At this point I’ve also added about 16 hours of Transport Tycoon play to this, and I’ve built absurdly extensive layouts (100s of trains plus massively grown cities) and this processor and video card handles it. The aforementioned previous desktop easily choked to 1/10th the speed of this beast while running the game.
More on the gaming elements of this machine in the coming days.
I used Jetbrains Toolbox to download IntelliJ, Webstorm, CLion, DataGrip, Project Rider, and RubyMine. I dug around for some sample projects and slung together some basic “hello world!” apps to build with each of the IDEs. All built at absurd rates, but nothing real specific as I didn’t load any large projects just yet.
One of the things I did do was load Go so that I could continue work on the Data Diluvium Project that I’ve started (Repo on Github). To hack around with Go I also installed Atom and Visual Studio Code. Both editors on this particular machine were screaming fast and with the 34” display, I could easily have both to test out features side by side. Albeit, that makes shortcut combos a nightmare! DON’T DO THIS AT HOME!
Build time for the C, Go, and C# Projects I tried out were all crazy fast, but I’m holding off posting any results as I want to get some more apples to apples comparisons put together before posting. I’m also aiming to post versus some other hardware just so there are some baselines in which to compare the build times against.
More on the coding and related projects in the coming days too.

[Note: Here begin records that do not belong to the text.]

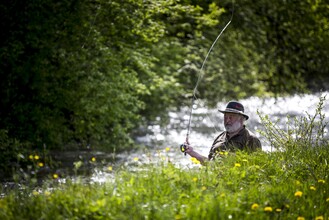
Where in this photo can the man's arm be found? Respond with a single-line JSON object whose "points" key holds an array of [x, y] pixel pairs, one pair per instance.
{"points": [[189, 150]]}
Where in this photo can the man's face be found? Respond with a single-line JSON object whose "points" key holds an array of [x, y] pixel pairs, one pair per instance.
{"points": [[233, 122]]}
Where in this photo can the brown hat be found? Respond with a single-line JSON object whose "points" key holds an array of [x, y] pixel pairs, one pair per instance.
{"points": [[235, 107]]}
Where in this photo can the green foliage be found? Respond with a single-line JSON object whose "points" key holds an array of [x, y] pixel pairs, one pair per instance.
{"points": [[89, 72], [240, 186]]}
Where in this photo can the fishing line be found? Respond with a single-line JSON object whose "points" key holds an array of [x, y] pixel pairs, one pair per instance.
{"points": [[194, 97]]}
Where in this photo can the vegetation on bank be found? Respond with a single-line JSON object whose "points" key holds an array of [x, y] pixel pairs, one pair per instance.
{"points": [[289, 183], [78, 73]]}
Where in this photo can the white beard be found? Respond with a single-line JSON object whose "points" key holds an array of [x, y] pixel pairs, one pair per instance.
{"points": [[234, 127]]}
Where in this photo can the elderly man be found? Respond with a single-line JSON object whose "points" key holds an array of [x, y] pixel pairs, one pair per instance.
{"points": [[236, 136]]}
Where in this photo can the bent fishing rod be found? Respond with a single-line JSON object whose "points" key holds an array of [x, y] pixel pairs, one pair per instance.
{"points": [[194, 97]]}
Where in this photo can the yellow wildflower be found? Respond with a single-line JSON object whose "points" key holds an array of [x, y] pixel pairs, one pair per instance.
{"points": [[321, 181], [298, 194], [194, 160], [237, 165], [254, 206], [268, 209]]}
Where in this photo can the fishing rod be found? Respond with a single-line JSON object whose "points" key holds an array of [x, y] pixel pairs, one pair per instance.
{"points": [[194, 97]]}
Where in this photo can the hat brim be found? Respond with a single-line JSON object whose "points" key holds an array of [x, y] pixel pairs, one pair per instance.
{"points": [[235, 112]]}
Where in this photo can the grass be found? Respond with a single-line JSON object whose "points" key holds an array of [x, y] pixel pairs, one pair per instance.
{"points": [[258, 186], [289, 183]]}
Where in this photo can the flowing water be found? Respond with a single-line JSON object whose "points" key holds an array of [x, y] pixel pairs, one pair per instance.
{"points": [[206, 124], [162, 143]]}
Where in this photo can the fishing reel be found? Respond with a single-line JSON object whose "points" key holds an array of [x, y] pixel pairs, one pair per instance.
{"points": [[183, 148]]}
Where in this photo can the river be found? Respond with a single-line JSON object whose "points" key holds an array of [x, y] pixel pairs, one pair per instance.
{"points": [[162, 143]]}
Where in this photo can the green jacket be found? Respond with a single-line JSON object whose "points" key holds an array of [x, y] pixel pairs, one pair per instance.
{"points": [[244, 140]]}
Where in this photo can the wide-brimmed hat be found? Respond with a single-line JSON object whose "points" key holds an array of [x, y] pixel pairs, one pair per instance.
{"points": [[234, 107]]}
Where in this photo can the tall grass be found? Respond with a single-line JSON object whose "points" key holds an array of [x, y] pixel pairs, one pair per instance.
{"points": [[289, 183]]}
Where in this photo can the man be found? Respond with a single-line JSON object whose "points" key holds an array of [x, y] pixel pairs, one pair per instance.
{"points": [[236, 137]]}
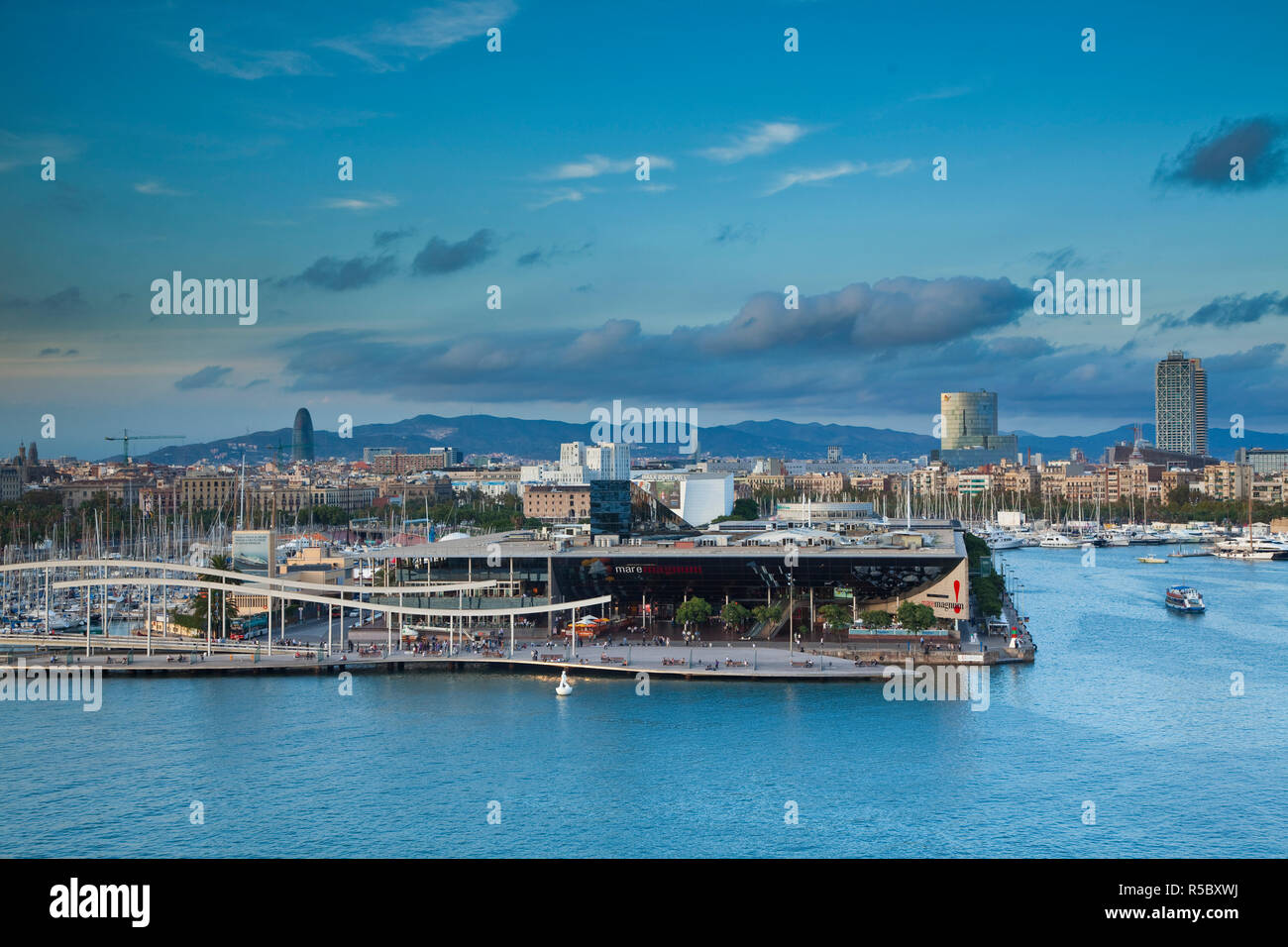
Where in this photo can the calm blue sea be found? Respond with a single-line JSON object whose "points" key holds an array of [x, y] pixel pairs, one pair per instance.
{"points": [[1128, 707]]}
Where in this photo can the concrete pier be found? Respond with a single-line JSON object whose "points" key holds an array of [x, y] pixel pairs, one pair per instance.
{"points": [[699, 663]]}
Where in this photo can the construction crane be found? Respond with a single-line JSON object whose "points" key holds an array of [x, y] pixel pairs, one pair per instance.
{"points": [[127, 437]]}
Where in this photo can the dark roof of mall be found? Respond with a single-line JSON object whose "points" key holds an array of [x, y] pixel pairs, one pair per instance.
{"points": [[948, 543]]}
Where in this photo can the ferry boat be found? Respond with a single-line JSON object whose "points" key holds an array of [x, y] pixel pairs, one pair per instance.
{"points": [[1183, 598], [1261, 549]]}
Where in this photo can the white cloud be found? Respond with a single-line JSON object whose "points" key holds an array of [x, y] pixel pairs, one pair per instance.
{"points": [[758, 140], [156, 187], [558, 196], [429, 31], [595, 165], [369, 202], [841, 169]]}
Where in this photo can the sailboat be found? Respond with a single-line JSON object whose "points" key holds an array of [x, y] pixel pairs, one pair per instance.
{"points": [[563, 688]]}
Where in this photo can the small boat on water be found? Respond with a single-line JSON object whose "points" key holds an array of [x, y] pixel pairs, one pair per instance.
{"points": [[1258, 549], [1057, 540], [1184, 598]]}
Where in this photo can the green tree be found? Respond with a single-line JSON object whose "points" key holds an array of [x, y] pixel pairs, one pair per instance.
{"points": [[836, 616], [735, 615], [915, 617], [877, 618], [742, 509], [695, 611]]}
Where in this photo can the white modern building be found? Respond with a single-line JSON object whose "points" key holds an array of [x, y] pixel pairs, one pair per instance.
{"points": [[696, 497]]}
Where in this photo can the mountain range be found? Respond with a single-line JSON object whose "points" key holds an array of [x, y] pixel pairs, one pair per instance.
{"points": [[540, 440]]}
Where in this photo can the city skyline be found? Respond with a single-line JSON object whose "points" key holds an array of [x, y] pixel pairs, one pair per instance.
{"points": [[768, 169]]}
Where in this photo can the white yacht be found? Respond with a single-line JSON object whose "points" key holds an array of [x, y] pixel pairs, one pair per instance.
{"points": [[1057, 540], [1258, 549], [1000, 539]]}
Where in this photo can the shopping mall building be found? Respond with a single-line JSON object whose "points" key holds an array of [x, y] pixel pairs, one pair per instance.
{"points": [[750, 564]]}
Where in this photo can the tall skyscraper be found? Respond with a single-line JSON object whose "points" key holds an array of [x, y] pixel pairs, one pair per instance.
{"points": [[967, 434], [969, 419], [1180, 405], [301, 437]]}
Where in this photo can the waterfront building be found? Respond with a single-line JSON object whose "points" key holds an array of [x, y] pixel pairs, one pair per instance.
{"points": [[695, 497], [609, 506], [1262, 462], [557, 504], [11, 483], [648, 579], [1180, 405], [403, 463], [1228, 480], [609, 462]]}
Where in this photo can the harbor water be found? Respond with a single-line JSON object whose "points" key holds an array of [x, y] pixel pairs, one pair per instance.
{"points": [[1137, 732]]}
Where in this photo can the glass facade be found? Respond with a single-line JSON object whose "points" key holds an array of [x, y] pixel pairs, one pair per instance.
{"points": [[610, 508]]}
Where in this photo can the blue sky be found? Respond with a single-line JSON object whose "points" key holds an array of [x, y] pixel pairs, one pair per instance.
{"points": [[516, 169]]}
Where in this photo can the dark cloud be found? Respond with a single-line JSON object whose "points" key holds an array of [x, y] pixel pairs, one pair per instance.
{"points": [[1206, 159], [336, 274], [1020, 347], [1051, 261], [439, 257], [836, 347], [58, 304], [903, 311], [210, 376], [548, 257], [384, 239], [1237, 309], [728, 234], [1249, 360]]}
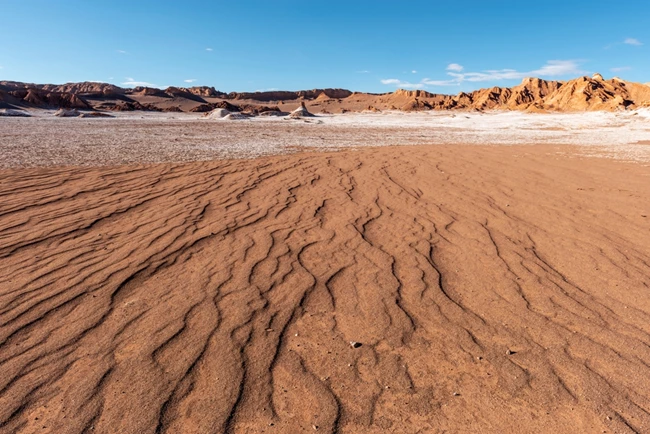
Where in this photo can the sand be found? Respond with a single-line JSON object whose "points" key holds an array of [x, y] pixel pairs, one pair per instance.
{"points": [[488, 288], [141, 137]]}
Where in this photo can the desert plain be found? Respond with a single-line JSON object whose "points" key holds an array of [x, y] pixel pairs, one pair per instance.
{"points": [[433, 272]]}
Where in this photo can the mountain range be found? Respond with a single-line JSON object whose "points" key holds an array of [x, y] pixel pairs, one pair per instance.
{"points": [[532, 94]]}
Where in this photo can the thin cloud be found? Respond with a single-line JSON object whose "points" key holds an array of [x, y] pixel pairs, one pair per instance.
{"points": [[455, 67], [130, 81], [402, 84], [552, 68], [633, 41], [429, 82]]}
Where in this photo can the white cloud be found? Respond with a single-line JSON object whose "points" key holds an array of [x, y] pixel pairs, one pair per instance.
{"points": [[429, 82], [130, 81], [402, 84], [632, 41], [552, 68]]}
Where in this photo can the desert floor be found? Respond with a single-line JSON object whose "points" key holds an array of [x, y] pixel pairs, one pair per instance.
{"points": [[479, 287]]}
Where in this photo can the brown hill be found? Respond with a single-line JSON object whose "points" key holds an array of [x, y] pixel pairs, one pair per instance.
{"points": [[588, 94], [532, 94]]}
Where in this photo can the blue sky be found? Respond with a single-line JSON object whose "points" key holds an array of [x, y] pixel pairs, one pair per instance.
{"points": [[371, 46]]}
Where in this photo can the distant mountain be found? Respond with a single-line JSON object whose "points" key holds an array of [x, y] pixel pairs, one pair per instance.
{"points": [[533, 94]]}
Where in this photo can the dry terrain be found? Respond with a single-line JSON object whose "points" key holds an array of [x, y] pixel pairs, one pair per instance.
{"points": [[430, 288]]}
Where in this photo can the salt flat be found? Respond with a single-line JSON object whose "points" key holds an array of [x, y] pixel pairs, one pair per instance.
{"points": [[155, 137], [437, 273]]}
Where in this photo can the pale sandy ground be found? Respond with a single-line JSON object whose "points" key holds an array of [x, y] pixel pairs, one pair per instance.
{"points": [[161, 137], [492, 288]]}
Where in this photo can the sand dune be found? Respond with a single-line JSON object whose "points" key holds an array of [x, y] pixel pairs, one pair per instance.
{"points": [[491, 289]]}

You may think, if you’re not an Ubuntu or Linux user, what about all the other stuff like office software and … big long list goes here. Well, most of the software that we use is either available or a comparable product is available on Linux these days. There’s really not many things that keep me - or would keep anybody tied to - OS-X/MacOS or Windows. Here are a few that I’ve tried out and am using regularly that are 1 to 1 across Windows, OS-X, and Linux.
- Jetbrains - as mentioned before these work across all the platforms. They’re excellent developer tools.
- Spotify - even though it states that there hasn’t been support or what not for the app for many months, it still works seemlessly on Linux. That’s what you get when you build an app for a solid platform - one doesn’t have to fix shit every week like on OS-X or Windows.
- Slack - Slack is available on Linux too. After all the native app (or pseudo native) is built on Electron, which at its core runs on Node.js. So thus, feature parity is pretty much 100%. If you’re going to use slack, it’s not an excuse to be stuck on Windows or OS-X. The choice of platform is yours.
NOTE: Nobody paid me a damned penny to write any of this btw, I reviewed all of these things because I love writing about my nerd adventures. No shill shit here. With that stated…
I have more things to review across all of these platforms and much more to write about this mean machine from System76. However, this review has gotten long enough. The TLDR; of this is, if you’re looking for a machine then System76 definitely gets the horns from me! Highly recommended!